Edito : Merchandising

Edito : Merchandising

Le tout nouveau et jeune patron de l’ONMT a décidé, à juste titre, un retour aux fondamentaux : développer l’activité touristique est une mission qui relève éminemment du marketing qu’il ne faut pas confondre avec la vente de nuitées en hôtels et de packages de voyages.

L’acte de réserver une chambre d’hôtel et d’acheter des billets d’avion n’est que l’opération finale que fait le touriste étranger. Et il passe à l’acte quand il aura choisi sa destination. Quand le touriste français, allemand ou anglais, commence à planifier ses vacances de fin d’année ou d’été il ne se pose pas la question dans quel hôtel il a envie d’être mais plutôt quelle destination il a envie de visiter. L’hébergement, le transport, la durée de séjour relèvent des détails logistiques. Le rôle d’un Office comme l’ONMT est de faire en sorte que la destination Maroc soit dans le «top of mind» de la clientèle potentielle au moment de faire les choix.

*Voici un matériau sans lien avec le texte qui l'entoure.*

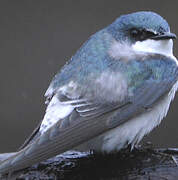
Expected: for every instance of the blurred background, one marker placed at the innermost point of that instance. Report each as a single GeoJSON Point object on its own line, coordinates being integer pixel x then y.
{"type": "Point", "coordinates": [37, 37]}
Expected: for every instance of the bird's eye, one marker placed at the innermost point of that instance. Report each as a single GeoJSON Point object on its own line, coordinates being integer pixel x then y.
{"type": "Point", "coordinates": [135, 33]}
{"type": "Point", "coordinates": [141, 34]}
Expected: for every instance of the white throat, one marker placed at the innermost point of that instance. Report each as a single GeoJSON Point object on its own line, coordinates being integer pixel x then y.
{"type": "Point", "coordinates": [163, 47]}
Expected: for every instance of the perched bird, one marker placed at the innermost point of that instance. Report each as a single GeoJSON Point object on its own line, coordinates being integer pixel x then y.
{"type": "Point", "coordinates": [113, 91]}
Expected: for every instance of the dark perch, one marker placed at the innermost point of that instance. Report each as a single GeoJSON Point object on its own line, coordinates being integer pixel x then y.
{"type": "Point", "coordinates": [144, 163]}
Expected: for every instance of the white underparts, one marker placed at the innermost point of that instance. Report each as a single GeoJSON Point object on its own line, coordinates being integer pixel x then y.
{"type": "Point", "coordinates": [55, 111]}
{"type": "Point", "coordinates": [133, 130]}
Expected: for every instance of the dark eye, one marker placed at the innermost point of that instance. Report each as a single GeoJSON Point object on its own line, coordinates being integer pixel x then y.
{"type": "Point", "coordinates": [140, 35]}
{"type": "Point", "coordinates": [135, 33]}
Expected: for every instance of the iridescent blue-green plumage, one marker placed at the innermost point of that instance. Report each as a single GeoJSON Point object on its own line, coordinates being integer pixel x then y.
{"type": "Point", "coordinates": [99, 91]}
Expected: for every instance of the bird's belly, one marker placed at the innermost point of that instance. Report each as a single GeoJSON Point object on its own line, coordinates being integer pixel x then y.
{"type": "Point", "coordinates": [132, 131]}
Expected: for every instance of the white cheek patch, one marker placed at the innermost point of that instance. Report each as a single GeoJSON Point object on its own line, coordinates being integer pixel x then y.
{"type": "Point", "coordinates": [163, 47]}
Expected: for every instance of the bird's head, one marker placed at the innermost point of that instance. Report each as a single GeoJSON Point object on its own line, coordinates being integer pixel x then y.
{"type": "Point", "coordinates": [143, 31]}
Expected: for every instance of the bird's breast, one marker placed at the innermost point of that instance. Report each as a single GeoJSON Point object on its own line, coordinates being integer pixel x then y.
{"type": "Point", "coordinates": [132, 131]}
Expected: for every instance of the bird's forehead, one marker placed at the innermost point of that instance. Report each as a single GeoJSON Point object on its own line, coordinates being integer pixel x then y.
{"type": "Point", "coordinates": [148, 20]}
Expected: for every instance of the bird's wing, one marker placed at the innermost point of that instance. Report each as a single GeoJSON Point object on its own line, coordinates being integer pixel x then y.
{"type": "Point", "coordinates": [90, 116]}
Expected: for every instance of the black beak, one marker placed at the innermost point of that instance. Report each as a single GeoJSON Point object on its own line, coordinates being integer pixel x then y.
{"type": "Point", "coordinates": [164, 36]}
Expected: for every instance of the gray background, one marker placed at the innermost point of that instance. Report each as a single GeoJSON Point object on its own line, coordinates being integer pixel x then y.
{"type": "Point", "coordinates": [37, 37]}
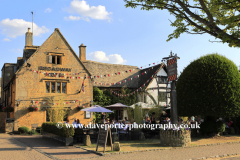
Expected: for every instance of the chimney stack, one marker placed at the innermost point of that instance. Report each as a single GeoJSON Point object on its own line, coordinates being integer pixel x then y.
{"type": "Point", "coordinates": [29, 38]}
{"type": "Point", "coordinates": [82, 52]}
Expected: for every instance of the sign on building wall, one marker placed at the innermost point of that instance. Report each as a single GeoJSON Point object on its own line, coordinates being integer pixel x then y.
{"type": "Point", "coordinates": [172, 69]}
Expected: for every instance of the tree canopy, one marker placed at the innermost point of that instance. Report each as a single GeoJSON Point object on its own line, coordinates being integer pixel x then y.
{"type": "Point", "coordinates": [209, 86]}
{"type": "Point", "coordinates": [219, 18]}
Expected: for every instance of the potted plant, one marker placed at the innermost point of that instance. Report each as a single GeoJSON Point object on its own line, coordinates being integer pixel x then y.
{"type": "Point", "coordinates": [8, 109]}
{"type": "Point", "coordinates": [80, 107]}
{"type": "Point", "coordinates": [32, 108]}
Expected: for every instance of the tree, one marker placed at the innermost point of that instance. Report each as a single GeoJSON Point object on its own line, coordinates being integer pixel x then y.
{"type": "Point", "coordinates": [218, 18]}
{"type": "Point", "coordinates": [209, 86]}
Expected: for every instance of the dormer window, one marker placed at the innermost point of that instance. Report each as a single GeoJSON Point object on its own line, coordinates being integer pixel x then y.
{"type": "Point", "coordinates": [55, 58]}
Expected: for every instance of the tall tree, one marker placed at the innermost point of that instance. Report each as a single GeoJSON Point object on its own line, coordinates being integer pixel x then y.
{"type": "Point", "coordinates": [219, 18]}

Et pour cela, il n’y a pas de secret : la marque Maroc doit avoir de la notoriété.

Cette notoriété se construit à travers de la communication de masse, de la promotion, certes, mais ce n’est pas tout. Le produit et la marque Maroc doivent être en tête de gondoles exactement comme les produits de grande consommation dans les rayons de supermarchés. Pour le faire, il faut des «merchandisers» sur les lieux de vente.

En plus de la communication «publicitaire», le Maroc doit s’investir massivement dans les réseaux de distribution et la filière du voyage en Europe même. La Turquie est devenue une destination majeure grâce, en partie, aux grands TO turcs qui se sont implantés dans les marchés émetteurs tout près de leur clientèle. Malgré la montée du canal digital, il ne pourra jamais remplacer la présence physique.  Et tout cela ne relève pas de l’ONMT à lui seul.